Peter Teichmann lists at peter-teichmann.de
Wed Mar 28 14:14:11 PDT 2007


Am Mittwoch, 21. März 2007 05:22 schrieb Peter Naulls:
> In message <1757c4c64e.Jo at hobbes.bass-software.com>
>
>           John Tytgat <John.Tytgat at aaug.net> wrote:
> > In message <20070320105313.GC22265 at chiark.greenend.org.uk>
> >           Theo Markettos <theo at markettos.org.uk> wrote:
> >
> > And I might point out that releasing the patches is /required/: the MPL
> > doesn't give you any option on that question.
>
> Let's hop down from druck's high horse for just a moment.  No doubt he
> thinks he's doing everyone a huge favour by "forcing" me to comply with
> it, but this is again the short-term thinking I'm so opposed to, and
> very much the attitude he predicted some years ago could and did drive
> developers away.  If push comes to shove, then I will supply a tarball
> with everything and no further help, and will have washed my hands of
> the whole affiar.  But instead, if we're actually still interested in
> collaborative development, as I'm certain you are, then perhaps we can
> give me the benefit of the doubt and go about this in a more productive
> manner that helps everyone.

I have watched this discussion now for a while. It is sad to see capable 
people stuck in this fight without getting the real point. Hopefully I can 
help to get it a bit towards the right direction.

What was the reason for the amazing success of open source software? In my 
opinion, the main reasons is the availability of the source code. This allows 
all interested and capable people to contribute to the development process. 
The source is often a trap that catches programmers who just wanted to fix 
this small bug but then were suddenly trapped in. That's it: you trap people 
who did not know that they want to help. And I do not only mean programmers, 
for bigger pieces of software we need a lot more people, and even managers 
(yes, really!). Some people (like Richard Stallman) have recognized this 
process very early, others later, and some will maybe never understand this.

Unfortunately, the open source idea was never very popular under RISC OS. We 
were all big individualists, otherwise we would have used a PC.

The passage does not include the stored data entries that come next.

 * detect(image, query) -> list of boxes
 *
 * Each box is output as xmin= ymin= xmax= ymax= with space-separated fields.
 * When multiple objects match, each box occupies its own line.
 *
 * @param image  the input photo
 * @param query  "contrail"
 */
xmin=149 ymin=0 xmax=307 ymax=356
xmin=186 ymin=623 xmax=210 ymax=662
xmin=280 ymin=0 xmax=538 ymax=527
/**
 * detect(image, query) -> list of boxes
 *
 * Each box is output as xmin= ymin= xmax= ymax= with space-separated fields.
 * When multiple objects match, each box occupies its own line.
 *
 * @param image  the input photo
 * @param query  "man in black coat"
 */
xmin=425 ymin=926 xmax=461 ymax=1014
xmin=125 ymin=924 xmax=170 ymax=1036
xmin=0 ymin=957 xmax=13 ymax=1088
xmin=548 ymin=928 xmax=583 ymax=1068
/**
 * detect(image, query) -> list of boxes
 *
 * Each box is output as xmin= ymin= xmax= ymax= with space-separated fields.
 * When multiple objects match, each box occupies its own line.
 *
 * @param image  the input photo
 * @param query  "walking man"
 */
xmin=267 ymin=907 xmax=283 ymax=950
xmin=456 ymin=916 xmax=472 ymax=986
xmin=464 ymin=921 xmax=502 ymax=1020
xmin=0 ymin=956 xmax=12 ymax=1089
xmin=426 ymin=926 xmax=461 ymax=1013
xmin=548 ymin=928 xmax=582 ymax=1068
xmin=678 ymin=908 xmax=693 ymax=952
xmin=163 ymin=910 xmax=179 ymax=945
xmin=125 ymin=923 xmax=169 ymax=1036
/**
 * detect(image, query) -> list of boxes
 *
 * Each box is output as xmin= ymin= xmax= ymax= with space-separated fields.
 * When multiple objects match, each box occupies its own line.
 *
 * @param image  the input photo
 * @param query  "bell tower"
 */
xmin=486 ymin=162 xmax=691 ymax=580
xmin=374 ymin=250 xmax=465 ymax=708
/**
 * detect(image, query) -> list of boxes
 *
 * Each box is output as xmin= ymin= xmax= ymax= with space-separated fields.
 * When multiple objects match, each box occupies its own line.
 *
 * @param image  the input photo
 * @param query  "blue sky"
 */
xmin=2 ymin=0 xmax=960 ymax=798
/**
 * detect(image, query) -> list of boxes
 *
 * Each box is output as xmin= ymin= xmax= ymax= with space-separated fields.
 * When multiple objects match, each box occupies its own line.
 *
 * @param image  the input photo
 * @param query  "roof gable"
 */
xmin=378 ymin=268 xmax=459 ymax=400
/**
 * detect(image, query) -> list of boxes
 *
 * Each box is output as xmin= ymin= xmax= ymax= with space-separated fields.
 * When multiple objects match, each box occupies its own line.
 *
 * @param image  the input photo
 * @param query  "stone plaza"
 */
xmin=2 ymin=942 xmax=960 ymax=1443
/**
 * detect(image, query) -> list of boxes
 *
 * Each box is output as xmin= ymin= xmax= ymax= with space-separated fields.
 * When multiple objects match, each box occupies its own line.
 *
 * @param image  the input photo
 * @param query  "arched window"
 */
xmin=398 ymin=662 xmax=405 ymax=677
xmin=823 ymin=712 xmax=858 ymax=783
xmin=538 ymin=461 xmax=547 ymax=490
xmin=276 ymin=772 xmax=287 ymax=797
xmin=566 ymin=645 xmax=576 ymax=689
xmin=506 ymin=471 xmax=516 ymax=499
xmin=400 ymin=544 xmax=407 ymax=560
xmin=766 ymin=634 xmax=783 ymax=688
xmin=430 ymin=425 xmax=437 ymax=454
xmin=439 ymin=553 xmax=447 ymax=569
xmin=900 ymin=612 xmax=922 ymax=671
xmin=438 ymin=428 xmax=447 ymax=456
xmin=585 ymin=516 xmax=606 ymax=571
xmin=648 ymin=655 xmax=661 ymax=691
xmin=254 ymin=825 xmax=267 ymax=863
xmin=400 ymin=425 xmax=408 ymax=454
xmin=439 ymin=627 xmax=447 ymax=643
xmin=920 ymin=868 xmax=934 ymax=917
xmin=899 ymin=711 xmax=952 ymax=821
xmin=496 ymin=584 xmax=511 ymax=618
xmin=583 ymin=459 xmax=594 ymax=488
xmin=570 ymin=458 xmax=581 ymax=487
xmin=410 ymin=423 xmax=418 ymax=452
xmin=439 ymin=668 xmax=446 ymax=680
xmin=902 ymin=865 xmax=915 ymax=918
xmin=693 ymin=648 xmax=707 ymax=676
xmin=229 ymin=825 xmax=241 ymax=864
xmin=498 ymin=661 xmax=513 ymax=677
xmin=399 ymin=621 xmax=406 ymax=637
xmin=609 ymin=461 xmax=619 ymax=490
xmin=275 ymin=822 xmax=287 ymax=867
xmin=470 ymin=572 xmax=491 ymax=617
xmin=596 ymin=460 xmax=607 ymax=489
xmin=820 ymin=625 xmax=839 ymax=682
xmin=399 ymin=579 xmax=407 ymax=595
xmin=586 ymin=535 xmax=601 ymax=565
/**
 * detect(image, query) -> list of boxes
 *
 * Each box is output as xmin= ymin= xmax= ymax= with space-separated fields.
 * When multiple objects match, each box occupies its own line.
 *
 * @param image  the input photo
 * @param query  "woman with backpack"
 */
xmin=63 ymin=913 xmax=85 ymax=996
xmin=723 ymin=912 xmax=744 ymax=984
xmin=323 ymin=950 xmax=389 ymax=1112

What does that mean for our Firefox debate? In my opinion it means, that you, 
Peter Naulls, should make use of the advantage that open source offers. You 
should release the source not only because you have to, but also for the 
benefits you may get if it is not too late already. What benefits can that be? 
You can get help with things you probably do not like so much, as 
documentation and support for users. You can get help with subsystems which 
you maybe are not so familiar with, especially the used libraries. If more 
than one person work together, they can specialize on different parts. 
Specialization brought mankind a big leap ahead. And finally, twenty eyes 
always see more than two.

But this means not only releasing the source. It means also that you will have 
to organize the team work and take care of the animosities of your 
co-workers. All your work, all your reputation means nothing if you can not 
offer them conditions under which they like to help you. Here the management 
part comes in, which contains a good part psychology. Releasing the source is 
a good way to create trust and demonstrate that it will be not only your work 
but the work of  a team. You do not catch people with logic, you catch them 
with emotions. Even programmers. You do not have anything else to push them!

All that is the price you have to pay when you want to achieve more than one 
person can do by its own work. You have to pay in advance, without knowing if 
you really get something back. But this is the only chance how you can 
finally be successful with Firefox for RISC OS. If you are not able to move 
the project towards this direction, all your work will be in vain because you 
can not constantly keep your patches consistent with the upstream Firefox 
development. I do not know if there are enough people who can help you, but 
if you do not try, you will never find out.

On the other hand, what do you have to loose?

Good luck,
Peter Teichmann

--
You say it is not your fault, but the other's.
But that does not get you any further, even if it is true.